September 8th, 2008 | No Comments | Posted in classical music, visualization, youtube

Oh dear, instead of being asleep I/we/me are perusing this guys thesis (PDF warning). His PhD project centered on writing software that can automatically identify the identity of a singer by analyzing a recording of their performance. The really neat thing is that it works for recordings which have other instruments in them, so he had to come up with a way to determine whether certain sounds we’re voice-like or instrument-like.

This thesis reading came about due to me taking another poke at my previous attempts at music visualization (or more fancy-schmancily: MIR – Music Information Retrieval).
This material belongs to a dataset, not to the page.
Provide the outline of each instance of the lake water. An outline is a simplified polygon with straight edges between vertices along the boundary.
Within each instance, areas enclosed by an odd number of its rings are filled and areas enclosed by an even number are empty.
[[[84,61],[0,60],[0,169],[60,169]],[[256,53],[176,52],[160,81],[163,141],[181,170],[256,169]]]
Like so many research related items, although the general concept is fairly well-defined and straightforward the devil is definitely in the heapings of details.

There are all kinds of issues that rapidly start cropping up after the basics have been sort of sorted out.

For example, humans are pretty good at picking a melody. It’s hard to tell a computer to do that. As soon as you have more than one note being played at a time it’s a very non-trivial problem to work out which notes belong to the melody and which to the accompaniment. Particularly if you have, for example, a melody which switches from high to low notes, or passes between instruments, or has sharp changes in its dynamics.

In short, this means it is pretty easy to extract the melody from a monophonic performance of “Mary Had a Little Lamb”, but nearly impossible to extract it from anything else. At least automatically.

However, this brings up an interesting point. Can people even accurately identify which notes form the melody in a piece of music? Here’s a quote from the above thesis which alludes to what I’m getting at, which in this case is talking about automatically identifying musical instruments:

Martin [41] examines the classification of isolated samples from 37 instruments using
hand-picked features as inputs to a quadratic classifier … best-case accuracy is reported at 71.6%.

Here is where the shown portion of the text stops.